ECB Critiques Bitcoin: Expensive, Slow, and Inconvenient for Transactions
The European Central Bank (ECB) has once again spotlighted Bitcoin in its latest publication, underscoring the cryptocurrency's inefficiencies as a payment solution. The report highlights that the only fuel for the speculative bubble in the market is the influx of new capital, casting a critical eye on Bitcoin's role and impact.
Bitcoin has struggled to fulfill its promise of becoming a global, decentralized digital currency. Instead, it has become ensnared in manipulations and frauds. The ECB's analysis comes in the wake of the U.S. Securities and Exchange Commission's (SEC) approval of spot Bitcoin Exchange-Traded Funds (ETFs) on January 10, 2024. Despite this regulatory nod, which saw over $5 billion in net capital inflow into the sector, according to SoSo Value, the ECB argues that Bitcoin remains a poor choice for transactions, citing its high costs, slow processing times, and general inconvenience.
The ECB's experts express skepticism towards the claims that the SEC's decision signifies the safety of Bitcoin investments and the preceding growth as evidence of triumph. They disagree with both assertions, pointing out the realization of all risks mentioned in their November 2022 report. Since that last publication, Bitcoin's price has surged almost 200% from $16,500 to $51,780, as per TradingView data.
Key criticisms from the ECB include Bitcoin's negligible use for payments outside the darknet due to its costly and slow transactions. Moreover, the asset is deemed unsuitable for investments, lacking financial flows, dividends, or productive use, and offering no social benefits. The report also touches on the environmental impact of Bitcoin mining, despite a reported increase in the use of "green" energy within the sector.
The 2023 market rally is attributed to inflated expectations of a Federal Reserve rate cut, which did not occur, and the approval of spot Bitcoin ETFs, seen as the only effective "fuel" in the speculative bubble. The ECB questions the sustainability of such ETFs, challenging the rationale behind paying a beneficiary commission over direct Bitcoin purchases or custodial services.
The report outlines three main reasons for Bitcoin's perceived instability: regulatory gaps, increased demand among criminals, and market manipulation in an unsupervised market.
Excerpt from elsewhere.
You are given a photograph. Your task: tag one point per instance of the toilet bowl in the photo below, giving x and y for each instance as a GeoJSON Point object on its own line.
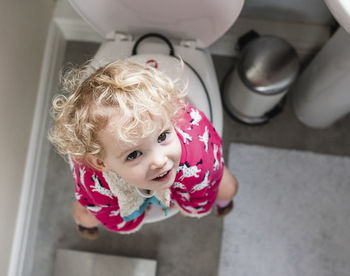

The ECB stresses that Bitcoin's current price level does not reflect its stability, lacking fundamental economic data or fair value for effective forecasting.
In conclusion, the ECB views the current market growth not as a reflection of Bitcoin's structural advantages but rather the effectiveness of the cryptocurrency lobby. This critical perspective sheds light on the broader challenges facing Bitcoin and the cryptocurrency market, emphasizing the need for caution and regulation to navigate its speculative and operational risks.